Date: Wednesday 14 Jul 2010
This has driven investors to shake off the shackles of caution, and push the US dollar to 2 month lows against a basket of currencies, which in turn has given the beleaguered single currency some welcome respite.
The euro has continued to find support, shrugging off Moody’s downgrade of Portugal by two notches, which didn’t really add anything that the market didn’t already know about the problems in southern Europe. The only risk overhang would appear to be the forthcoming European bank stress tests as the single currency continues to make new highs after yesterday’s decision by China to buy €400m worth of Spanish 10 year bonds yesterday boosted sentiment, while Greece’s successful return to the bond markets also helped.
Sterling has also risen, after core inflation rose back up to 3.1% in June after dipping to 2.9% in May from 3.1% in April, despite credit ratings agency Standard and Poor’s casting doubt on the growth forecasts of the Office of Budget Responsibility.
The pound was also helped in the afternoon by monetary policy committee member Andrew Sentance reiterating the case for a gradual tightening of monetary policy. The pound remains in the spotlight today with unemployment data for June expected to decline by 20k. This would be down from drops of 30,900 in May and 32,000 in April. The claimant count unemployment rate is anticipated to be stable at 4.6% in June, while the ILO unemployment rate for the 3 months to May looks set to remain unchanged at 7.9%.
EURUSD – the single currency has again pushed higher as it looks to break above the key 1.2750 level.

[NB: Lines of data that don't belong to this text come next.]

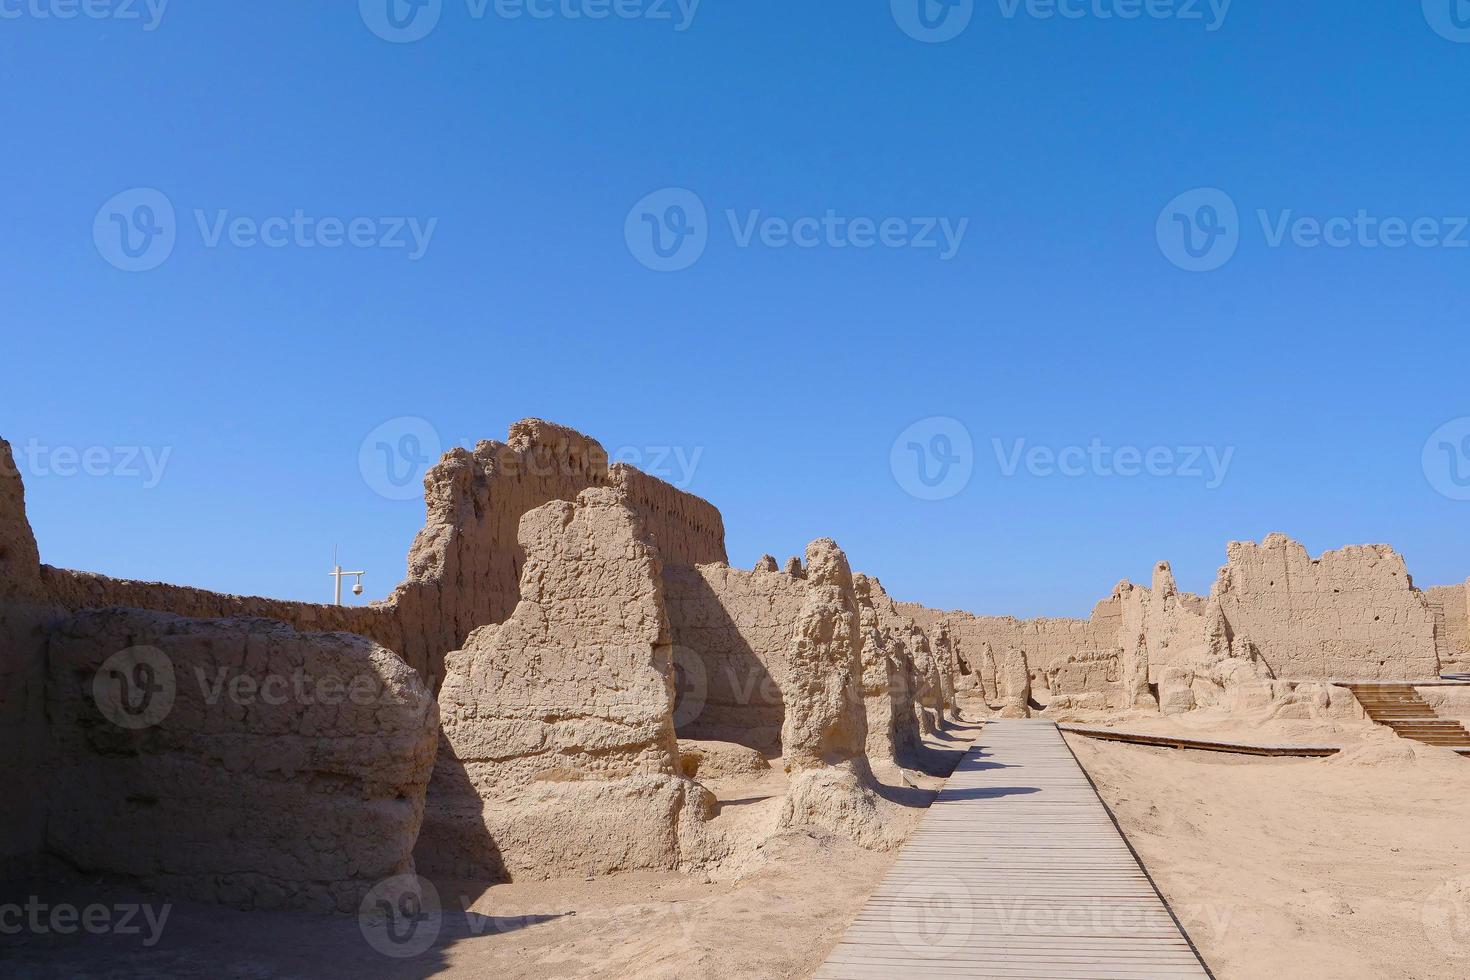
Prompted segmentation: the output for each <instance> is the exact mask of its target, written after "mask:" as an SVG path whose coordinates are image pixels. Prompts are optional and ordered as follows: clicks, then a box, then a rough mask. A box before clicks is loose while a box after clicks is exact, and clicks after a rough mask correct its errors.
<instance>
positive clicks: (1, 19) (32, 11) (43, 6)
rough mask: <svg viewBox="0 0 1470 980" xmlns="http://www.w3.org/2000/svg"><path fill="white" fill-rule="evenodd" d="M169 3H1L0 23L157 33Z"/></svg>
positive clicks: (85, 0) (49, 2)
mask: <svg viewBox="0 0 1470 980" xmlns="http://www.w3.org/2000/svg"><path fill="white" fill-rule="evenodd" d="M168 7H169V0H0V21H22V19H24V21H76V19H78V18H82V19H87V21H122V22H132V21H135V22H138V24H140V25H141V26H143V29H144V31H157V29H159V25H160V24H163V13H165V12H166V10H168Z"/></svg>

A successful breach would target the inverse head and shoulders price target objective around 1.3200.
A failure to overcome the 1.2750 resistance could well see the Euro fall back towards the support around 1.2550, a break of which would re-target last weeks lows around 1.2480. To continue the upward momentum of recent days these lower support levels need to hold to push above yesterday’s highs.
GBPUSD – the S&P comments saw the pound dip below 1.5000 briefly, however the sticky inflation numbers along with the Sentance comments have pushed the pound back above 1.5080/90 towards the recent range highs around the 1.5230/50. As with earlier this week the 1.5080/90 level will continue to act as a form of pivotal support as well as resistance if the market breaks below it. A break of 1.5230/50 would then target 1.5310 trend line resistance from the 17th November highs at 1.6880.

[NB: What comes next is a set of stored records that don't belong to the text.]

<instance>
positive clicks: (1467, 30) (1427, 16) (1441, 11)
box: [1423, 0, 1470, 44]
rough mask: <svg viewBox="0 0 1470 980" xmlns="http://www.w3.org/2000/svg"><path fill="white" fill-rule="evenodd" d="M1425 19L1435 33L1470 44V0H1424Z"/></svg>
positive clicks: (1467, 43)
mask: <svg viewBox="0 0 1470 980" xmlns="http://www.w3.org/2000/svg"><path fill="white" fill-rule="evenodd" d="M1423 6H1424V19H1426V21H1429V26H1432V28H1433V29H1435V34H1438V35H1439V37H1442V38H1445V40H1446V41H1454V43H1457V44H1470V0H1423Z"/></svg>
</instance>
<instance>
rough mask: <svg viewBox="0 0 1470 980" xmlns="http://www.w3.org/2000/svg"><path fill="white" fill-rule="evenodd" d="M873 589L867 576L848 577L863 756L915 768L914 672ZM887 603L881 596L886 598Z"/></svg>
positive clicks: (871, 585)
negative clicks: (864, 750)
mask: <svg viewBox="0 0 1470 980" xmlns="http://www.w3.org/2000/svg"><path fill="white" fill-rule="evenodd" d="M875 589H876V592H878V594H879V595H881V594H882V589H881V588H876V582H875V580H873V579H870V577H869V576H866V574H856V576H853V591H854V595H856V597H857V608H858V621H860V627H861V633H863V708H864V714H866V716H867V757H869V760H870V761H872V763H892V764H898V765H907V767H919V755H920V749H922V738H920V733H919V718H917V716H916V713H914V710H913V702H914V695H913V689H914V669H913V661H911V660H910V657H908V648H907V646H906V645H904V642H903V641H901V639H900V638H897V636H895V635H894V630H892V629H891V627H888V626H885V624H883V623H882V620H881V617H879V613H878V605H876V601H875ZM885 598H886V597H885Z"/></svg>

EURGBP – yesterdays UK inflation numbers saw a dip towards 0.8320 however with no follow through the euro has recovered back to the resistance around 0.8400. While the euro continues to hold below the old June 2009 lows around 0.8400, then the bearish scenario remains intact but only just for now. The euro should continue to find support around the 0.8320/30 area, a break of which would target 0.8250.

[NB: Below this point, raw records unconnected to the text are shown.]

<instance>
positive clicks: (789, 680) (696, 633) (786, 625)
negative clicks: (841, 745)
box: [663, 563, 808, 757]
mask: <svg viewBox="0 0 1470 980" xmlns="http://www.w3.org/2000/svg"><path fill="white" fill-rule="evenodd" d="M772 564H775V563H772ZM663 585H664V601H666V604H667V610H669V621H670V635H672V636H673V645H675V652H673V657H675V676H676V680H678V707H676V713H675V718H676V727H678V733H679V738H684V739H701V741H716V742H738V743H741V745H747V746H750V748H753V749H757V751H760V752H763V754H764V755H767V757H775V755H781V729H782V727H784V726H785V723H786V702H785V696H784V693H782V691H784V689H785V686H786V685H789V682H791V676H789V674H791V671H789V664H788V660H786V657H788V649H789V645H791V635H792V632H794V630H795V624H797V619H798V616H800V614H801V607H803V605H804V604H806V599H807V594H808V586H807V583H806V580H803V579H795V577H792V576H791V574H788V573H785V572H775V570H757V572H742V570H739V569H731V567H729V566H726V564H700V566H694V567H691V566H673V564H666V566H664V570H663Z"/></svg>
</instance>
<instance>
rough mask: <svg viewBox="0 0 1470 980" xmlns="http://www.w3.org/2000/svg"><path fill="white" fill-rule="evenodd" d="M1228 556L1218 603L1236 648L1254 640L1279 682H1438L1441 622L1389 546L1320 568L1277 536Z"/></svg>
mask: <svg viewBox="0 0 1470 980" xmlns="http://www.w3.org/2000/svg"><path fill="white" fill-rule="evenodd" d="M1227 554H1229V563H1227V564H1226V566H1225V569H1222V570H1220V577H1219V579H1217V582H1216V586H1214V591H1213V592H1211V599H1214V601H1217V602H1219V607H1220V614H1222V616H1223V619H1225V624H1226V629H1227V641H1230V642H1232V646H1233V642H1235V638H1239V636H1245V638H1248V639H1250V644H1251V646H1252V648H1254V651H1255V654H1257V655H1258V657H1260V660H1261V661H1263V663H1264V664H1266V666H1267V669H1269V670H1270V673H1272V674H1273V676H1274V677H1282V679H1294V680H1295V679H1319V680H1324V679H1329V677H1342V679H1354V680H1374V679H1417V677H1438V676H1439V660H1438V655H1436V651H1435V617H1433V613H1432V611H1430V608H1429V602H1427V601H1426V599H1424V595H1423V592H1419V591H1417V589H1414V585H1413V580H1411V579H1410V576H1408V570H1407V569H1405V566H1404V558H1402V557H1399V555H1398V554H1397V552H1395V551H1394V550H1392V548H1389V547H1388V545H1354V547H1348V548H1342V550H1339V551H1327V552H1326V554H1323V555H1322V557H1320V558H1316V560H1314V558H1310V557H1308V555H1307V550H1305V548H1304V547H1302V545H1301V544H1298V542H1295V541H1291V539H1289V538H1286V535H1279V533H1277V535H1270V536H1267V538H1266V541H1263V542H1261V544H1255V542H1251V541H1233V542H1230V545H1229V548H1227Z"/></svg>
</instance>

USDJPY – despite another attempt to get through the 88.00 support level yesterday the dollar turned tail and has headed back towards this weeks highs around 89.15/20. While above this support level and the recent political instability the odds favour limited downside. The risk remains for yen weakness and a re-test towards 89.20, a break of which would re-target the 90.00 area. A drop back below the 88.00 level would re-target the downside risk of a move back towards 86.80.